Later, Rogers is described by the narrator as possessing a “wicked omniscience” (315) that permits him to know the actions of the Lapham family, and thus to know when to appear and how to attempt his vengeance. And in general Rogers is frequently described as a source of evil and deviltry in both Lapham’s business and personal life. Howells’ contemporary critic Horace Scudder even went so far as to refer to Rogers as “that delicious Mephistopheles,” referencing the devil to whom Faust sold his soul.
Then there are the Lapham women, each of whom is referred to as a ghost at one time or another in the novel.
All this is not to suggest that Howells has written a type of simple allegory in which the Coreys are witches, Rogers is a ghost-demon, and the Lapham women are ghosts. In fact, the inconsistencies of having Rogers appear alternately as ghost and as demon or of having all the Lapham women described as ghosts supports the point underscored by Faulkner’s comments that Howells is simply tapping into culturally specific symbols that even Howells acknowledges he cannot entirely avoid. The fact that Howells tried to avoid such symbols may very well explain why they are inconsistently employed. But what I’m interested in doing is tracing out some of the archetypal patterns from the Gothic Romantic tradition that Howells seems incapable of avoiding.
For starters, let’s go back to Kathleen Brogan and use her criteria for a Gothic story. Brogan lists “the familiar trappings of the Gothic” as “the haunted house, the family secrets, endangered inheritances, imprisonment and escape, the encounter with the unspeakable, and, indeed, ghosts themselves.” Romance, which Howells is more concerned with, is not the same as the Gothic, of course, but the Romance and the Gothic are related. This is because the Romance permits many Gothic elements, such as supernatural phenomena, and certainly in the Romantic works I have mentioned here by Poe, Hawthorne, and James, we can see many Gothic elements. For my purposes, I will treat the Gothic as a subcategory of the Romance.
So, how well does The Rise of Silas Lapham meet Brogan’s criteria? Quite well, I’d say. Howells opens his novel with an ancestral home and some graves. Like the narrator of “The Custom-House,” who attempts to explain the inexplicable pull Salem has upon him, Lapham explains to the reporter Bartley that “the old house” and “the graves” of his parents made him unable to “clear out” of New England the way his brothers did (5). But in holding onto this impoverished, dying plot of earth, he discovers buried in the ground a figurative gold mine first unearthed by his father and left to him to improve upon and profit by—just as Surveyor Pue, Hawthorne’s “official ancestor,” rewarded Hawthorne’s devotion to the dying town of Salem by providing him with a figuratively buried treasure in the form of an outline of a story that, when fleshed out, would provide him with “profit.”

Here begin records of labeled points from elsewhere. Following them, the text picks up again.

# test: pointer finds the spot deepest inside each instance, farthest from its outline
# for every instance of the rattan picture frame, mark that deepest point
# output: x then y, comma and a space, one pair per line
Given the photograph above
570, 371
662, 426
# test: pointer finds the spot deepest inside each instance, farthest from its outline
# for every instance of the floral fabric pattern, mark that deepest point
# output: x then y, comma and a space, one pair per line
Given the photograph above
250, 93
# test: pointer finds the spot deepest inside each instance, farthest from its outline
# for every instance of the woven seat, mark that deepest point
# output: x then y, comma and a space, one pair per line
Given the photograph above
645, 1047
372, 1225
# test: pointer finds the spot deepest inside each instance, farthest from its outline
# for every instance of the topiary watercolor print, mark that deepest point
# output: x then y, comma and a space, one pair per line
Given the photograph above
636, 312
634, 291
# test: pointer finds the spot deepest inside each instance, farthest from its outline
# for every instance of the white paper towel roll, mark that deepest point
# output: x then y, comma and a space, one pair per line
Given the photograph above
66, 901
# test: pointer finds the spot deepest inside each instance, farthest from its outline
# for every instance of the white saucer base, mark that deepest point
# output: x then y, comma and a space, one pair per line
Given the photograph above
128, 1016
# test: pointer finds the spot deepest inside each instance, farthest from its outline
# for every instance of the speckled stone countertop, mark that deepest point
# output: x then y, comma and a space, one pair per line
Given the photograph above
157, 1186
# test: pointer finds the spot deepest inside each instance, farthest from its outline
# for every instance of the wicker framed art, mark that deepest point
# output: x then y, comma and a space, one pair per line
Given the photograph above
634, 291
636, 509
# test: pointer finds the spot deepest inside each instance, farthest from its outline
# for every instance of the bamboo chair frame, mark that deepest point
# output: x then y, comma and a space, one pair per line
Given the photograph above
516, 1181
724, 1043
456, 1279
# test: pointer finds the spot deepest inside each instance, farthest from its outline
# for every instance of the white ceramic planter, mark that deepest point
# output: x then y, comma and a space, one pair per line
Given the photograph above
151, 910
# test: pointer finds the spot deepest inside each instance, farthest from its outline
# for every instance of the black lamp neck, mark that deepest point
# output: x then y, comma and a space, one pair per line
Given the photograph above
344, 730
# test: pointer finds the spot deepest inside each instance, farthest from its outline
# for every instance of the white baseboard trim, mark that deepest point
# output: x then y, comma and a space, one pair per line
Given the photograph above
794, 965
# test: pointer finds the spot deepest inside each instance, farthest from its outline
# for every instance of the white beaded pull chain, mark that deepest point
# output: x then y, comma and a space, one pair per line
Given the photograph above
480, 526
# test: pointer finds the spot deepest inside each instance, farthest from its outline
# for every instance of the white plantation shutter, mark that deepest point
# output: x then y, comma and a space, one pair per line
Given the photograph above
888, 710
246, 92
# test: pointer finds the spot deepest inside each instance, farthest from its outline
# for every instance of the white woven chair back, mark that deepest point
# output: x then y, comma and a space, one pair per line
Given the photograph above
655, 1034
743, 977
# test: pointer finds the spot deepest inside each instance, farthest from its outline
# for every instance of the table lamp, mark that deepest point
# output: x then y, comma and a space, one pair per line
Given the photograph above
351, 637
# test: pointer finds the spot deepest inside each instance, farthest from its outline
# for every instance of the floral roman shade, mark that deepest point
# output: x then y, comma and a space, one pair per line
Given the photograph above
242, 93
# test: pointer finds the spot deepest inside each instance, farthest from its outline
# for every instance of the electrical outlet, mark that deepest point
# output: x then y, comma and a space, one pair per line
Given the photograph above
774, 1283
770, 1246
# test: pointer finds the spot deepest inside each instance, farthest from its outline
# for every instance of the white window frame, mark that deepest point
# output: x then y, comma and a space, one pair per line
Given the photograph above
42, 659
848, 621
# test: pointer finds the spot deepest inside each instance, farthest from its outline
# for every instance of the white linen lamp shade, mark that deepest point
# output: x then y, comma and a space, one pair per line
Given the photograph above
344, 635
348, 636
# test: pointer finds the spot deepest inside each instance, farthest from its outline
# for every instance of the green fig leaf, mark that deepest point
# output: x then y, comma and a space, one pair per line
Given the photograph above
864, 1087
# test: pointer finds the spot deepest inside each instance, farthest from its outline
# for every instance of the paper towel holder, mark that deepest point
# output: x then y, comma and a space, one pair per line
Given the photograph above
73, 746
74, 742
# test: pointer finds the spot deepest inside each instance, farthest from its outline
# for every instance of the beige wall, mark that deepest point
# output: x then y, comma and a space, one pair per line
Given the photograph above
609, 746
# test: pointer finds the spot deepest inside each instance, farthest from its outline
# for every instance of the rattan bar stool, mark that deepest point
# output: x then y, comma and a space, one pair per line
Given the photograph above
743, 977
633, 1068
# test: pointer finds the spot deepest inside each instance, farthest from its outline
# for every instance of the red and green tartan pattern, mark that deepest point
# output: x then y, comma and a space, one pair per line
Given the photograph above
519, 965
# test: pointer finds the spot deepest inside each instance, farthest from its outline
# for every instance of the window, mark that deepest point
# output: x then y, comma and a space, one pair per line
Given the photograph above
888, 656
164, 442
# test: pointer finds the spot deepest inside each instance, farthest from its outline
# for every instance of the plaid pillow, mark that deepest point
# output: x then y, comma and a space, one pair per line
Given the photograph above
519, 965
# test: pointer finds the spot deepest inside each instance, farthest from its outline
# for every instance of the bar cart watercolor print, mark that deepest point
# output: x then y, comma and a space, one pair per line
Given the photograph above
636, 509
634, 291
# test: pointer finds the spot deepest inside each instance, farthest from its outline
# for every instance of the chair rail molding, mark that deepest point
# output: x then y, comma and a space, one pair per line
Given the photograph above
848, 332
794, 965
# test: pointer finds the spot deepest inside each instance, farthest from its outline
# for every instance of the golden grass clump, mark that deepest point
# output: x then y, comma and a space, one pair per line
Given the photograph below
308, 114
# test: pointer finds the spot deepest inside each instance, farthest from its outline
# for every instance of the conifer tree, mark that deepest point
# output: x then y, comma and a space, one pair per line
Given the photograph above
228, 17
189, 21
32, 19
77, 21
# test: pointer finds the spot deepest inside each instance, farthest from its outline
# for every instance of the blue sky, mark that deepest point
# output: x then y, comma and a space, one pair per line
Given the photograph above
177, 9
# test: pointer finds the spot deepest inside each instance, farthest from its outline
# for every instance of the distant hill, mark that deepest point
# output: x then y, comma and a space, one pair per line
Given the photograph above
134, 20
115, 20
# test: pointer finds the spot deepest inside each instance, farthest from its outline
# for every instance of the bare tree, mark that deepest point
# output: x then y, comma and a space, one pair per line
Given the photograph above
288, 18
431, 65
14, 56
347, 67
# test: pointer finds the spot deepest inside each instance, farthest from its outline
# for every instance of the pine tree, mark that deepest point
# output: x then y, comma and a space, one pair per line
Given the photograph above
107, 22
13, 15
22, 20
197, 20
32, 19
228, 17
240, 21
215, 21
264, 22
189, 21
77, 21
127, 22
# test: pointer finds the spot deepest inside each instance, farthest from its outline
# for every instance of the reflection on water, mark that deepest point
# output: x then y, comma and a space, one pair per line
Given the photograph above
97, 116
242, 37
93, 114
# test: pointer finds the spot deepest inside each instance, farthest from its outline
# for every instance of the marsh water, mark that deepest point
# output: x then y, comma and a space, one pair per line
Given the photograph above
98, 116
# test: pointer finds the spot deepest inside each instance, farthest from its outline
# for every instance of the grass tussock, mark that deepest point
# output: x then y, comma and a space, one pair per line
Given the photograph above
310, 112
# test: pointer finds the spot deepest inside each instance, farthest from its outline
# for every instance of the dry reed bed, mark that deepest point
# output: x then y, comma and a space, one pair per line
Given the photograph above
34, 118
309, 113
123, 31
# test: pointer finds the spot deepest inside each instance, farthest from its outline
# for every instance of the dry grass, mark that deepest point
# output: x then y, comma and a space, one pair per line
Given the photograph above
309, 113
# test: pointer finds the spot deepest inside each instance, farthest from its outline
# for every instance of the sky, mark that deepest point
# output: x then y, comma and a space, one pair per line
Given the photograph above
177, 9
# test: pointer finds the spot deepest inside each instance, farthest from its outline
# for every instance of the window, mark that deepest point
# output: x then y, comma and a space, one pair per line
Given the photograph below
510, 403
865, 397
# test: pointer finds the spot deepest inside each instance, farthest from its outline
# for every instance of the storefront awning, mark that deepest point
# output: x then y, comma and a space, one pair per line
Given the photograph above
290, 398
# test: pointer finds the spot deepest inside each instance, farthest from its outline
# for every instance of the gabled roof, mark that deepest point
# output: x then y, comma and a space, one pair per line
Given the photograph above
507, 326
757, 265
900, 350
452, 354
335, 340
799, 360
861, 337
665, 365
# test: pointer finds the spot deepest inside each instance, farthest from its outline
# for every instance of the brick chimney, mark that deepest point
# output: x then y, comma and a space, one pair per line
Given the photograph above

In the case of Silas Lapham, this figurative gold mine provides the family fortune that enables the Laphams to rub elbows with the likes of the Coreys, but it also becomes the endangered inheritance, as Lapham overspends and speculates his fortune away. Furthermore, this fortune was enhanced by Lapham’s manipulation and betrayal of Milton Rogers, whom Lapham took on as a partner and then forced out. Mrs. Lapham scolds her husband about his treatment of Rogers, saying, “‘you had better face the truth, Silas. It was no chance at all. You crowded him out. A man that had saved you! No, you had got greedy, Silas. You had made your paint your god, and you couldn’t bear to let anybody else share in its blessings’” (44). This crime of Lapham’s then is the central family secret for which Lapham is haunted by the figurative ghost of the man he wronged.
Silas Lapham, just like every other story I have mentioned here, also features a haunted house—perhaps several. The Custom-House, the House of Usher, and Bly from The Turn of the Screw are well-known haunted residences, but the haunted house(s) in Silas Lapham are somewhat less obvious. On one hand, the Beacon Street house is described at the end of the novel as being “haunted with . . . memories to each of those who abandoned it” (345). But I’d say that the new house Silas attempts to build in the Back Bay is a better example of a haunted house, in that it is a symbolic representation of the man himself, a stock device of much Gothic Romance in which a building is a body, representative of the psychic states of the protagonist. Whether Howells would admit to symbols or not, the Back Bay home Lapham attempts to build becomes a perfect representation of his psychic states. The most important piece of evidence we need to establish this relationship is that the house is built with blood money earned from Lapham’s betrayal of Rogers. We know this fact from the get-go, not just because Mrs. Lapham says she “shan’t live in it. There’s blood on it!” (45), but because the house is introduced along with the sudden appearance of Rogers himself. It is as if the building of the house has conjured Rogers. The ghost is looking for his attic. This early scene, in and of itself, contains almost all Brogan’s elements—the haunted house, the ghost, the family secrets, and the threatened inheritance.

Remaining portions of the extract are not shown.